Do not check in commented out code. Remembering old versions of code is what the revision control system is for. If there is code commented out and checked in then nobody knows why it's there.

Write good check-in comments. Mention the issue title and ID, who worked on the issue and what they did. If someone is confused by a line of code you wrote, they will look at your check-in comment. Make it useful.

Browser Specific Code

Code that must support IE8 is limited to the shimmable subset of ecmascript 5.

OK (shimmable):

var boundFunction = func.bind(this);
var x = Object.create(prototypeForX);
var arr = [1, 2, 3].map(function(x) {return x * 2;});

Wrong (not shimmable):

var x = {};
Object.defineProperty(x, 'fred', {
    get: function() {
        console.log('fred has been got');
        return 23;
    }
});

General library code must not modify the prototype of other objects.
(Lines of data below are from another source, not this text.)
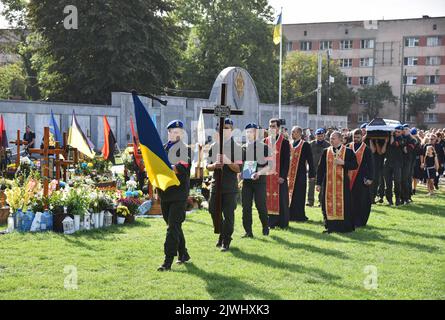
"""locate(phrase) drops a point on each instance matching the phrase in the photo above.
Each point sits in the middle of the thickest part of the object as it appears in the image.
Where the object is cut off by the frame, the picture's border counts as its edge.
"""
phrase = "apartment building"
(369, 52)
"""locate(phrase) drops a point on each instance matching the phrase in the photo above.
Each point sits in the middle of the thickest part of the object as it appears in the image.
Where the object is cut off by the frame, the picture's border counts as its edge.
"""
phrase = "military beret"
(228, 121)
(251, 126)
(175, 124)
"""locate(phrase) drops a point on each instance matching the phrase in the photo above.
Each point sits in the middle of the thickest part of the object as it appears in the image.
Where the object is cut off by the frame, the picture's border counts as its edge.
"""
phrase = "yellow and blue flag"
(77, 139)
(277, 30)
(157, 165)
(54, 130)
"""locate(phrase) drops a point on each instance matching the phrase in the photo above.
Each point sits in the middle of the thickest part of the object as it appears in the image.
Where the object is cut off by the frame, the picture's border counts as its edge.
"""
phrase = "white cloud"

It is acceptable for application code or shim libraries to do this, but it is a step that should be taken carefully.

Prefer feature detection over browser detection. Wheverever possible, keep code that depends on the browser (e.g. uses the DOM or host objects not common to other js environments) separate from pure javascript.

General Hygiene

Strict mode is encouraged. You do this by putting 'use strict'; at the top of your scope. If you wish to have classes in strict mode and not leak it into the global scope the recommended approach is to use an IIFE.

Do not use the single var pattern, use a var for each variable, reasoning is provided here.

Keep your lines, methods, classes and files short (aim for <100 characters, <10 lines, <200 lines).

Do not use globals. Avoid using singletons.

Actively look for ways to fail faster.

Use jsHint with the provided settings.

Write your code to be testable and test it! Writing code that receives objects it needs rather than creating them can make the code easier to test. If you find yourself writing 'new', double check that your code is as testable as it should be.